Hi,how can i get the ted-59 and opus-100 dataset?

cordercorder / nmt-multi

Codebase for multilingual neural machine translation

MIT License

13 stars 2 forks source link

Hi,how can i get the ted-59 and opus-100 dataset? #1

Open altctrl00 opened 1 year ago

cordercorder commented 1 year ago

Hi, thanks for your attention.

The TED-59 dataset can be accessed from http://phontron.com/data/ted_talks.tar.gz. The python script ted_reader.py in this repository can be used to read the parallel corpus.

The OPUS-100 dataset can be found at https://github.com/EdinburghNLP/opus-100-corpus.

altctrl00 commented 1 year ago

Thanks,btw,your work is very exciting!

cordercorder commented 1 year ago

Thank you.
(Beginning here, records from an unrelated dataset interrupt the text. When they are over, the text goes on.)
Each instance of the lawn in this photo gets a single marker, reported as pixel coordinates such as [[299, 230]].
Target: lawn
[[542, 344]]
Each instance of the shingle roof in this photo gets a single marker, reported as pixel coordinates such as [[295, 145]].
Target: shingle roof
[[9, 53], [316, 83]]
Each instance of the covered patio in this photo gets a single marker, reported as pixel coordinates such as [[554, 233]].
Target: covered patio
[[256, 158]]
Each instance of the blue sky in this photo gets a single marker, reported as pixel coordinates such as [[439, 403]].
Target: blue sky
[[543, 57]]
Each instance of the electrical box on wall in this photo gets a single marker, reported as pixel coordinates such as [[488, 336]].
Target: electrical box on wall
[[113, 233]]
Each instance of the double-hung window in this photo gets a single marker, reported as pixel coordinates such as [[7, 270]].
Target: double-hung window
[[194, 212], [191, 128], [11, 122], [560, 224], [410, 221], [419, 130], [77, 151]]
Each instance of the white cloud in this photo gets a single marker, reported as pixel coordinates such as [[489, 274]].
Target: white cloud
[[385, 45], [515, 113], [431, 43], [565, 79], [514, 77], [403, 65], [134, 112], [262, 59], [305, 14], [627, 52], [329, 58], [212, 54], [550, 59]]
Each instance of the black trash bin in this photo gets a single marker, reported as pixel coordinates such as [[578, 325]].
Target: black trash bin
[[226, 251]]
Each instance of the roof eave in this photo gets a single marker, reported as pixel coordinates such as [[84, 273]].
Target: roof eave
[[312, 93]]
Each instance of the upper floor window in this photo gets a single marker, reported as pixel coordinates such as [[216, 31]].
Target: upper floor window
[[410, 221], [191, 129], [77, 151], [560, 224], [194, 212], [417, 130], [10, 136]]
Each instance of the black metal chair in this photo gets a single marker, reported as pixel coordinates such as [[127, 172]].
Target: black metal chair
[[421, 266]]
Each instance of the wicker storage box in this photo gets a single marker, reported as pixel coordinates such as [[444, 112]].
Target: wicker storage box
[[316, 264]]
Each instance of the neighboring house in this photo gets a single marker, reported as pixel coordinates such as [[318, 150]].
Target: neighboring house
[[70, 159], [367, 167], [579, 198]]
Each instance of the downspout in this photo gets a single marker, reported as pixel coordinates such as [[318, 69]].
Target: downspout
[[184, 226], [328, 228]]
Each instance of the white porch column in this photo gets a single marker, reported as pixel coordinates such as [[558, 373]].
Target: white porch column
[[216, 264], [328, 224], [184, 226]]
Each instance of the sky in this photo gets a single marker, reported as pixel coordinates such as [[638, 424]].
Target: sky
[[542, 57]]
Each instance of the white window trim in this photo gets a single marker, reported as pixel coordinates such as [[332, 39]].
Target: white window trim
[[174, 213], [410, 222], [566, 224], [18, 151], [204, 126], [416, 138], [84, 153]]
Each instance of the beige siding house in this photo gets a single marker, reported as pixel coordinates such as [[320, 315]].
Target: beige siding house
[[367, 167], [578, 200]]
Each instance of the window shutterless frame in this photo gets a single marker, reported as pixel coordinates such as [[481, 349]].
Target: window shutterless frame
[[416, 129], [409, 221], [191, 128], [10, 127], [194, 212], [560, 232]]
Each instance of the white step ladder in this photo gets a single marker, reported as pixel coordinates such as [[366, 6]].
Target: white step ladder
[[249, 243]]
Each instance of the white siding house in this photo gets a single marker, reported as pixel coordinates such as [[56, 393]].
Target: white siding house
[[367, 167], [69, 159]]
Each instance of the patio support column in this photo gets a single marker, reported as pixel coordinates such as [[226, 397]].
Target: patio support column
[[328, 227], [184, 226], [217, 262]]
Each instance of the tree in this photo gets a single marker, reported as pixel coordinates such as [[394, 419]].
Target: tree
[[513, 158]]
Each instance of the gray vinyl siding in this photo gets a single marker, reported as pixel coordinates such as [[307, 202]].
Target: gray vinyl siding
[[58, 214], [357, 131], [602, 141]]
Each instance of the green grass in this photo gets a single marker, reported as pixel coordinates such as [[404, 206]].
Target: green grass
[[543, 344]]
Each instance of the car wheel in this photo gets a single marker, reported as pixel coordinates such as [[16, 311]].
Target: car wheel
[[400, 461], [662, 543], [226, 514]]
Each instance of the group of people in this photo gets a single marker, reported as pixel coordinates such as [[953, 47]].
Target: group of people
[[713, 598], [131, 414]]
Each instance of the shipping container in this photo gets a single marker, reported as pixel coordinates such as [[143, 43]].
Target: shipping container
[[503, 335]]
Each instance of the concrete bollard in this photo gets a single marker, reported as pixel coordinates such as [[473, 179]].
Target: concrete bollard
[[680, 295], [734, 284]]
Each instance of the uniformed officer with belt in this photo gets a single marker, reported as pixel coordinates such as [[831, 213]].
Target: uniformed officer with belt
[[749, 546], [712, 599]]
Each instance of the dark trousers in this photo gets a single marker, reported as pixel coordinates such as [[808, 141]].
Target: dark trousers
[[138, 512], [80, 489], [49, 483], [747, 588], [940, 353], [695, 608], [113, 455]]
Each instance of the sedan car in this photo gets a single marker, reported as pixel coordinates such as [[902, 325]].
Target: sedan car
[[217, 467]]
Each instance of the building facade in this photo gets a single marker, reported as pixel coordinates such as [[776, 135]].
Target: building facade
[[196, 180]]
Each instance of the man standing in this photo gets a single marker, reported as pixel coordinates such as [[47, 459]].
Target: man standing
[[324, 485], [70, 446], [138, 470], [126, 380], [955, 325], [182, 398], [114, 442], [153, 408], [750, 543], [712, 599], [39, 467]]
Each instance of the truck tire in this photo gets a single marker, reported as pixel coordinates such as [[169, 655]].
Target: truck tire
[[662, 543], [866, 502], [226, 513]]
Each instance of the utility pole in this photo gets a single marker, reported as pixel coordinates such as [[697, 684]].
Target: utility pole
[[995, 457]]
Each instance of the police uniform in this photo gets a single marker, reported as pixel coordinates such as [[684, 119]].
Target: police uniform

I am really excited that you like our work.

altctrl00 commented 1 year ago

it seems that the ted dataset you mentioned has 60 languages ,but you only use 59?

cordercorder commented 1 year ago

Yes, it seems that there are 60 language pairs in the raw dataset. But the column named calv is empty, which indicates that there is no parallel corpus between calv and en. Therefore, there are 59 language pairs in the TED-59 dataset.